Consumers who used to turn to meal subscriptions once or twice a week to spice up their home cooking routines are upgrading plans to receive delivery more often, too. These trends have been significant enough to spur the business to develop a new, higher-frequency subscription plan that provides six weekly meals.
Designing meal kits that stay exciting and fight subscription fatigue — especially for customers who are now receiving them more often — requires an emphasis on variety, Marchant-Houle said. This has to be done without going too far afield, however. A wide range of recipes keeps meals appealing, but a business will not stay cost effective if too many dishes appeal only to the palates of niche diners. This balance requires staying within certain core cuisine categories and innovating within them, such as by providing several recipe options each based around chicken, pasta and beef, for example.
A Fresh Look At Meal Kits
More time spent at home is not the pandemic’s only major impact on consumers as the accompanying job losses and economic downturn have left many customers hurting financially. Meal kit providers that want broad appeal need to be able to make the case that they deserve a spot in consumers’ budgets. These services are more expensive than visits to the grocery store by nature because they include the costs of shipping, recipe curation and packaging.
“[Meal kits] tend to be a bit more of a premium product and less inclusive,” Marchant-Houle said.
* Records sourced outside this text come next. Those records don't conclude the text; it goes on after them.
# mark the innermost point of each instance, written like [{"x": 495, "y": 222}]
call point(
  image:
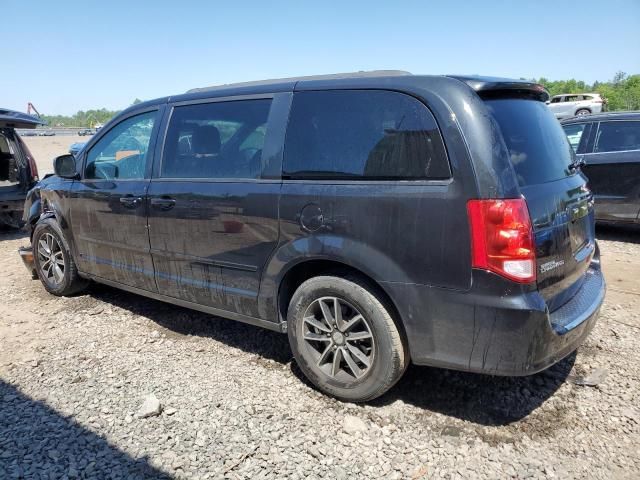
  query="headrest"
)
[{"x": 205, "y": 140}]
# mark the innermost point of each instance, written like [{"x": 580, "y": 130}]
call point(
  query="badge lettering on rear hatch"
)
[{"x": 547, "y": 266}]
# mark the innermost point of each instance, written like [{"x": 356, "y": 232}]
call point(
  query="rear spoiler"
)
[
  {"x": 13, "y": 119},
  {"x": 494, "y": 87}
]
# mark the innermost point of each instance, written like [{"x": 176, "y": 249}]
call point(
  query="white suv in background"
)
[{"x": 575, "y": 104}]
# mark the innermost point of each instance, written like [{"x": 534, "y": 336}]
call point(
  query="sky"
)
[{"x": 66, "y": 56}]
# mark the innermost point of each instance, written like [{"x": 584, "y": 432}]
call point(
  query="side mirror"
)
[{"x": 65, "y": 166}]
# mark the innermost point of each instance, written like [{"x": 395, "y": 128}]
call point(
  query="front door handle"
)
[
  {"x": 163, "y": 203},
  {"x": 130, "y": 201}
]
The pandemic has caused many consumers to reprioritize how they want to spend their money, and meal subscriptions looking to keep budget-wary customers loyal may need to rethink their strategies. This could include leaving garnishes like fresh parsley off of menus to lower price points, which may be more appealing to increasingly cost-conscious customers.
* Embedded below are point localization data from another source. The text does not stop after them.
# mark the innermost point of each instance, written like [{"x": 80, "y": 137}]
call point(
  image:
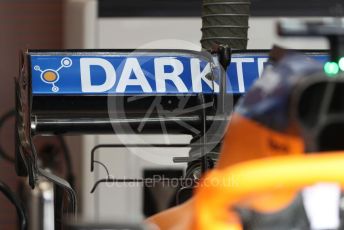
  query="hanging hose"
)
[{"x": 225, "y": 22}]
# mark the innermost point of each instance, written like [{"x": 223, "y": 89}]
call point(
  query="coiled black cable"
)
[
  {"x": 4, "y": 189},
  {"x": 3, "y": 119}
]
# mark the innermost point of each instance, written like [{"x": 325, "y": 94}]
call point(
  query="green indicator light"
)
[
  {"x": 341, "y": 63},
  {"x": 331, "y": 68}
]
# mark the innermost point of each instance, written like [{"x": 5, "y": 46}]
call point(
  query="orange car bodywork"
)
[{"x": 246, "y": 140}]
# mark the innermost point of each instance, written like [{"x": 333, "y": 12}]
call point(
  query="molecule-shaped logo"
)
[{"x": 51, "y": 76}]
Meal subscription providers are taking fresh looks at consumers’ needs during the pandemic, and many are well-positioned for serving housebound consumers who are avoiding public spaces like grocery stores and wanting more convenient or interesting meals. Designing product offerings with an eye toward consumers’ shifting tastes could help these subscription plans win a permanent spot on U.S. households’ dinner tables.